The Business of Fashion
Agenda-setting intelligence, analysis and advice for the global fashion community.
Agenda-setting intelligence, analysis and advice for the global fashion community.
PARIS, France — "We are ready," said Luke and Lucie Meier backstage before their debut menswear show for Jil Sander after a couple of seasons of showroom presentations. They chose a rather unlikely venue for the event. The tony spaces of the Hôtel Salomon de Rothschild, all stuccoed fireplaces and gilded mirrors, made in fact for some graphic contrast with the fierce, if soulful, modernism the Meiers are after for the house that Jil built.
The marriage of these two extremes set the tone. Nothing is ever forced for the Meiers, however: their cool, calm demeanor touches whatever they do, creation being a rather autobiographical effort for them. "We wanted to show a new attitude to wearing the suit, translating the codes of formality to a new generation, making something pragmatic and real," they said as a rationale for Friday's show.

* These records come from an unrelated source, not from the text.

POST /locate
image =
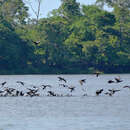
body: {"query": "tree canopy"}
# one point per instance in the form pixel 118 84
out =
pixel 72 39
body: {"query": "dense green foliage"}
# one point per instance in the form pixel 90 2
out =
pixel 73 39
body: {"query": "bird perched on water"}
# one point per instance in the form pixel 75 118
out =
pixel 36 42
pixel 2 84
pixel 118 80
pixel 62 79
pixel 82 81
pixel 22 83
pixel 99 91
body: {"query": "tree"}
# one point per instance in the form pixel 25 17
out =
pixel 36 12
pixel 14 11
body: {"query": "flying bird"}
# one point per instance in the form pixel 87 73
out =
pixel 99 91
pixel 110 81
pixel 113 90
pixel 22 83
pixel 2 84
pixel 36 42
pixel 118 80
pixel 126 87
pixel 71 89
pixel 62 79
pixel 97 73
pixel 82 81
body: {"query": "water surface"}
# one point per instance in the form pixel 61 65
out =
pixel 67 113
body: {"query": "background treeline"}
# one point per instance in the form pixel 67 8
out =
pixel 73 38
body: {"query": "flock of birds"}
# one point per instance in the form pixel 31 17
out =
pixel 34 90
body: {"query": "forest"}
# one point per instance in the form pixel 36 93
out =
pixel 73 39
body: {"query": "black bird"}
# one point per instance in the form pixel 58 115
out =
pixel 108 93
pixel 126 87
pixel 36 42
pixel 63 85
pixel 110 81
pixel 51 93
pixel 3 84
pixel 97 73
pixel 22 83
pixel 82 81
pixel 45 86
pixel 118 80
pixel 71 89
pixel 99 91
pixel 113 90
pixel 62 79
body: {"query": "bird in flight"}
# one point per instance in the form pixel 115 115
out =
pixel 3 83
pixel 22 83
pixel 36 42
pixel 82 81
pixel 118 80
pixel 97 73
pixel 62 79
pixel 99 91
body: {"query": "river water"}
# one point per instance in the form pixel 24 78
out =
pixel 77 112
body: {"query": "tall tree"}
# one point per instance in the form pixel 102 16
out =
pixel 14 11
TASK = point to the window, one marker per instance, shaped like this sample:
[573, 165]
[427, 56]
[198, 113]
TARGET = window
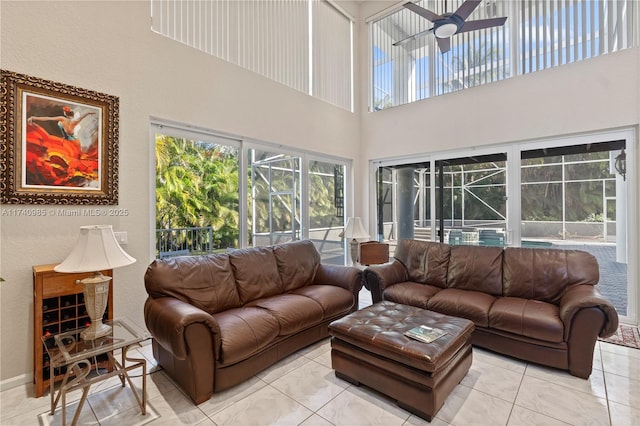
[197, 193]
[538, 34]
[304, 44]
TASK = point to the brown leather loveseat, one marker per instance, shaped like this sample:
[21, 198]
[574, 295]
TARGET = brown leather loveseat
[539, 305]
[217, 320]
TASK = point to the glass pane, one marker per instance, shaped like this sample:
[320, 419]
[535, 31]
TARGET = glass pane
[326, 210]
[474, 201]
[197, 205]
[274, 204]
[577, 211]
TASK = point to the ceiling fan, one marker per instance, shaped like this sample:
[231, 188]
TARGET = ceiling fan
[449, 24]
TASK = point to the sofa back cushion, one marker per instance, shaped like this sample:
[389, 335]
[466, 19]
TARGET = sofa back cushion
[546, 274]
[256, 272]
[476, 268]
[298, 262]
[206, 282]
[426, 262]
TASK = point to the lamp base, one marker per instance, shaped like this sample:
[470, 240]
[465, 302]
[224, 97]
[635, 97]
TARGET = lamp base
[96, 295]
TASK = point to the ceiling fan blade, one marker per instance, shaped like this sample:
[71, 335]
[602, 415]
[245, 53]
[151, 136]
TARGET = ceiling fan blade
[481, 24]
[467, 8]
[444, 44]
[413, 37]
[427, 14]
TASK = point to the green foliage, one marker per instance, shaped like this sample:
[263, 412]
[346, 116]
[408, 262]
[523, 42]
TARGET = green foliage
[197, 185]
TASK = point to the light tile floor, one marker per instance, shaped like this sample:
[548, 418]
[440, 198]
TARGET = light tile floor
[303, 390]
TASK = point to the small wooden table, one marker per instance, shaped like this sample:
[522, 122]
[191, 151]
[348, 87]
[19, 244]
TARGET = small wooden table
[72, 356]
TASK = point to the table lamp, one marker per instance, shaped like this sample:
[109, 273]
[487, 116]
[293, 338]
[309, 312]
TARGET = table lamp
[354, 231]
[96, 249]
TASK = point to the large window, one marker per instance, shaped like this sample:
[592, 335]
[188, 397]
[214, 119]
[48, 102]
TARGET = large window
[304, 44]
[208, 200]
[538, 34]
[569, 193]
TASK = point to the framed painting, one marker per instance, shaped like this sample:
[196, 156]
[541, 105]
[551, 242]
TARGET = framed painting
[59, 143]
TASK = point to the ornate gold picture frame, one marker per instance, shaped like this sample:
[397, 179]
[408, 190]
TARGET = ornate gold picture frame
[58, 143]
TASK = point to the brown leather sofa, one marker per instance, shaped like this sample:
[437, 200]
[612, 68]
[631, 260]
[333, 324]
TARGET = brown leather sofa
[539, 305]
[217, 320]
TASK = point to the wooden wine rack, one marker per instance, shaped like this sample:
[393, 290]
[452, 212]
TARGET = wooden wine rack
[58, 305]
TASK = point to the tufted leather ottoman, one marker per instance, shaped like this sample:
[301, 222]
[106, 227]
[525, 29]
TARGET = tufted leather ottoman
[369, 347]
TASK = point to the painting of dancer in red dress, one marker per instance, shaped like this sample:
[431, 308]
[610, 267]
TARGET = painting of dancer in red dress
[61, 143]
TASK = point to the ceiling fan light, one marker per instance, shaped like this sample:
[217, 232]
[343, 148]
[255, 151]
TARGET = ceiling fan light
[446, 30]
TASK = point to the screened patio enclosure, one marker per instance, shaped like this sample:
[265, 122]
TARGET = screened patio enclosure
[569, 197]
[537, 35]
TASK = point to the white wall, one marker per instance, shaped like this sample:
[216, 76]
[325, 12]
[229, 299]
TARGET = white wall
[107, 46]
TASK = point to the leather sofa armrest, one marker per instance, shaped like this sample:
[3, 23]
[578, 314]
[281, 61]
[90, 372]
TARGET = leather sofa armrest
[347, 277]
[168, 318]
[379, 277]
[587, 296]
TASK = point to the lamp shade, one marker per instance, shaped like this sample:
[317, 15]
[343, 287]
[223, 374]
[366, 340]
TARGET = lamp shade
[96, 249]
[355, 230]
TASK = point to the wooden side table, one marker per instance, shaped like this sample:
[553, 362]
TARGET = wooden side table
[72, 357]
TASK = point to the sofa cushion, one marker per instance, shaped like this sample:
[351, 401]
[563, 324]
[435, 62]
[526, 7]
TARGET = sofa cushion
[244, 332]
[298, 263]
[256, 273]
[476, 268]
[410, 293]
[531, 318]
[334, 300]
[472, 305]
[206, 282]
[545, 274]
[426, 262]
[293, 312]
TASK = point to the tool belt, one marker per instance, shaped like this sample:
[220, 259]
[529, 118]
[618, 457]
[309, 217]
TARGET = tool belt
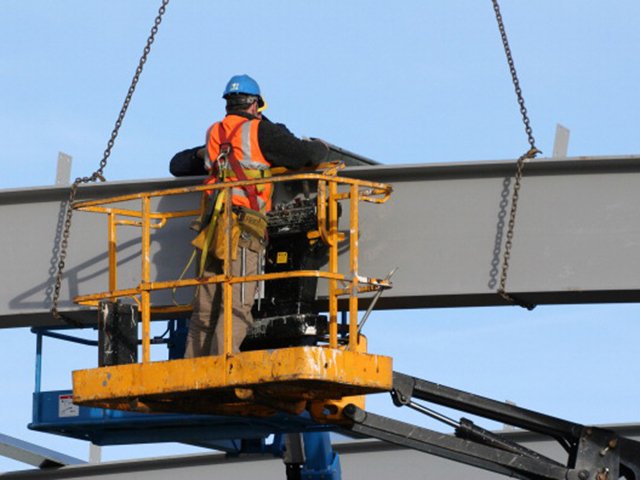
[247, 227]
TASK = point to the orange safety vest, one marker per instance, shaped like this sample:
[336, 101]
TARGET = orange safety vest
[240, 136]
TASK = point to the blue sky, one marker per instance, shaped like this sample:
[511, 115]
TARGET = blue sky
[401, 82]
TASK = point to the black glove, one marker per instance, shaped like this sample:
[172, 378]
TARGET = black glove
[186, 163]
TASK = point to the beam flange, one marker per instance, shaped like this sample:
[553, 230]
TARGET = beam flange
[577, 237]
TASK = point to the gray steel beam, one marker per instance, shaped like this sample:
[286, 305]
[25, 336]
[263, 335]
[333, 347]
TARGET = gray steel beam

Presented on a multicultural cast of very tall and very slender young boys coming from the four corners of the world, the Jil Sander soft, precise tailoring looked anything but formal. It did not look abrasively urban or brutally cool, either. It looked calm and serene, in fact. The silhouette was soft and flowy, with a stress on classy coats and a couple of elegantly rendered jumpsuits.
Here and there, the Meiers added their trademark ethnic touches, putting tunics under coats, for instance. They were all desirable, well designed, modern pieces: as a first show, in fact, it was good. Yet, the effort did not quite resonate on the catwalk. Despite some graphic insertions and some geometric prints, the goings soon took a rather too sober turn. Missing were the unexpected tweaks the Meiers bring to their womenswear. Some spice could help next season. The Meiers have it already.